Sin embargo, Idoia Miranda Martínez y Laida Garciandía Pazos apostaron por comprarse algo en la cafetería del propio campus. “Hoy hemos elegido comer fajitas porque, como hemos venido dos veces ya, queríamos probar un poco a ver qué había. Ayer comimos un bocata, pero hoy nos apetecía probar la fajita”, explicaba Miranda.
Comer algo rápido para no perder tiempo puede ser una gran elección, pero hay quienes preferían hacerlo más tranquilos en casa sin nervios. “Yo no he traído nada porque comeré después del examen. Me pongo muy nerviosa”, aclaraba Garazi Recalde Ovando . “Además, la cafetería ayer estuvo bastante llena y prefiero comer luego e ir más tranquila”, decía.


UN GRAN TRAYECTO
La mayor parte de los jóvenes optaron por no volver a casa para “no perder tiempo”, como señalaba Laia Elizalde Fernández, alumna de Biurdana BHI y vecina de Buztintxuri.

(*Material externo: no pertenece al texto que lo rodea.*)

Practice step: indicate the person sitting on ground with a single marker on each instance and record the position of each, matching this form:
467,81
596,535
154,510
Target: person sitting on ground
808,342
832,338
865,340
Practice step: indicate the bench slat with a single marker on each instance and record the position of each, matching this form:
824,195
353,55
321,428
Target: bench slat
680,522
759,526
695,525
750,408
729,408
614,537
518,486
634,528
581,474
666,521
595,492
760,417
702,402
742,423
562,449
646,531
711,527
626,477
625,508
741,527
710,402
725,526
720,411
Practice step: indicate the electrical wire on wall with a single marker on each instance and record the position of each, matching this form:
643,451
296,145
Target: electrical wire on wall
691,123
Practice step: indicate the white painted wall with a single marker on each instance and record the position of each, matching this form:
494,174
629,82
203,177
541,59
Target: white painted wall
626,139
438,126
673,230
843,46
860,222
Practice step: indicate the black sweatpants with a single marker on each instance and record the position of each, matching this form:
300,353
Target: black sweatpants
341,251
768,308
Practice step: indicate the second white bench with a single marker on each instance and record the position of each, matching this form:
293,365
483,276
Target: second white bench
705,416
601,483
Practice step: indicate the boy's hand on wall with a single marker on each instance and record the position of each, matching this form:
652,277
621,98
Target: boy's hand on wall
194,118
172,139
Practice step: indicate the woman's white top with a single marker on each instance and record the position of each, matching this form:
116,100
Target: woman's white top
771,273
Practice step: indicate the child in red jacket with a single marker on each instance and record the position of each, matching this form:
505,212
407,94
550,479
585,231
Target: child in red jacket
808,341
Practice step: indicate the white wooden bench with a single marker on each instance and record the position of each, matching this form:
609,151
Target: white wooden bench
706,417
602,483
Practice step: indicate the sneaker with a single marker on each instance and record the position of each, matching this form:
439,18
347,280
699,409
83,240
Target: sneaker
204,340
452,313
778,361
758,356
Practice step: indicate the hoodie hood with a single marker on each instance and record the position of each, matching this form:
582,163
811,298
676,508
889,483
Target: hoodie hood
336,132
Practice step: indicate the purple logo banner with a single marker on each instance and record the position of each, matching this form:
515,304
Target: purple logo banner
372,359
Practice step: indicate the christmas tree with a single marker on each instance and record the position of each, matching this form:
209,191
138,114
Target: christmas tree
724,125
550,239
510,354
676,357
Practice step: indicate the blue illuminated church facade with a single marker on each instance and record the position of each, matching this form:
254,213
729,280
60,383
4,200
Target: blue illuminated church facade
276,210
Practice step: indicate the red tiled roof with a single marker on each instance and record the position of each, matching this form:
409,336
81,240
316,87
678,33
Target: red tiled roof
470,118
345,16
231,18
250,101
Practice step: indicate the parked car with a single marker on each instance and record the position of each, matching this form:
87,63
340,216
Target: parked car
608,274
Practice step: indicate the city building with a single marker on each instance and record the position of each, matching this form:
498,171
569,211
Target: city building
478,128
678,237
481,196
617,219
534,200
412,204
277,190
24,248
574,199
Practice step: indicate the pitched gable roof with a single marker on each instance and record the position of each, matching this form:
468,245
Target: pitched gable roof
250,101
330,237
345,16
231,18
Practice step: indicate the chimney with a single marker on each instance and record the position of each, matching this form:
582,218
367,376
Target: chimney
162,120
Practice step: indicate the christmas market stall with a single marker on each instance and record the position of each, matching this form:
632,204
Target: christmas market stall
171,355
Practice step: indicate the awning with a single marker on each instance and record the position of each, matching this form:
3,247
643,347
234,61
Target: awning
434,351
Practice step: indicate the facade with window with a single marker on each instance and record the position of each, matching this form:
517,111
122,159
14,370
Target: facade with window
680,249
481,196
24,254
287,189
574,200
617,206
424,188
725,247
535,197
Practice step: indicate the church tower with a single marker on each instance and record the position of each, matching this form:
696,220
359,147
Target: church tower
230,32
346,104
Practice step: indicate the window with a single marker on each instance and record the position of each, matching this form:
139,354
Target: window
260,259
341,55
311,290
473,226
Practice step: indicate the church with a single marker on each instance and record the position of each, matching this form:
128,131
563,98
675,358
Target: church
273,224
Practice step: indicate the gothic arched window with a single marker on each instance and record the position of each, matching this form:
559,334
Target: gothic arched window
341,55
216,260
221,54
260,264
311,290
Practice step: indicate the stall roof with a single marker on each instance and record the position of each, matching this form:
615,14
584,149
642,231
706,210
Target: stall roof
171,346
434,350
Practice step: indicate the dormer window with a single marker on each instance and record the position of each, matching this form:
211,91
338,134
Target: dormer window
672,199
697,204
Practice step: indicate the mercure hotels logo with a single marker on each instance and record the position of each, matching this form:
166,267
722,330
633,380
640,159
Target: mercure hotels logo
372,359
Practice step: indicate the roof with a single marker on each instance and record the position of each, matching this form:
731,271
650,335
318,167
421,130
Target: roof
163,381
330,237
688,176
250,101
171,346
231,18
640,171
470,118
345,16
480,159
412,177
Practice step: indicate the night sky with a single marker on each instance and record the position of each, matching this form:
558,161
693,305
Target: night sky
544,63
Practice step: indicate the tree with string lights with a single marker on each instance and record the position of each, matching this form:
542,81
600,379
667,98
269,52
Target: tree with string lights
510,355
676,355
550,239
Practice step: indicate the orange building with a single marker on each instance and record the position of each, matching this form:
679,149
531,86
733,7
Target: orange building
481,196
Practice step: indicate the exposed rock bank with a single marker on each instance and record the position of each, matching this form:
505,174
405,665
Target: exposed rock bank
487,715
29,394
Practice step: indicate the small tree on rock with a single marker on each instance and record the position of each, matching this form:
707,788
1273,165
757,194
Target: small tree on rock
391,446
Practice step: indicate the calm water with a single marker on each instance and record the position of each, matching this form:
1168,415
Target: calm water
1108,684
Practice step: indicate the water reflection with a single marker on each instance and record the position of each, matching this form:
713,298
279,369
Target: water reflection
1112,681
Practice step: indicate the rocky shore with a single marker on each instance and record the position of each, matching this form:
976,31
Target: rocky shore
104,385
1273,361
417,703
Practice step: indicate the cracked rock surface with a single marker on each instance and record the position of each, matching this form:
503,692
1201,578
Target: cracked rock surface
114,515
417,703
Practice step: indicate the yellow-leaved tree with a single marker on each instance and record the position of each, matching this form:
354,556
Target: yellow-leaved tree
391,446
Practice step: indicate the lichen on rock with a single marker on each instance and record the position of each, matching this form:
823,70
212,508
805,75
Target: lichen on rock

Pero otros muchos no tenían otra opción. Un ejemplo son Miranda y Garciandía, que al vivir en Lakuntza se les hacía “muy complicado”, volver a sus casas. “Como teníamos exámenes por la mañana, pero también otros por la tarde y como vivimos lejos, no nos da tiempo a ir y volver. Así que hemos decidido quedarnos a comer aquí”, decía Miranda.


“Prefiero comer aquí con mis amigas que coger la villavesa que me cuesta una hora ir y otra volver. De esta forma estamos juntas, repasamos antes de entrar y nos sentimos apoyadas entre nosotras”, explicaba la vecina de Barañáin y estudiante de Alaitz BHI, Mirari Camusco Barroso. “Así no estamos en casa agobiándonos”, decía Camusco.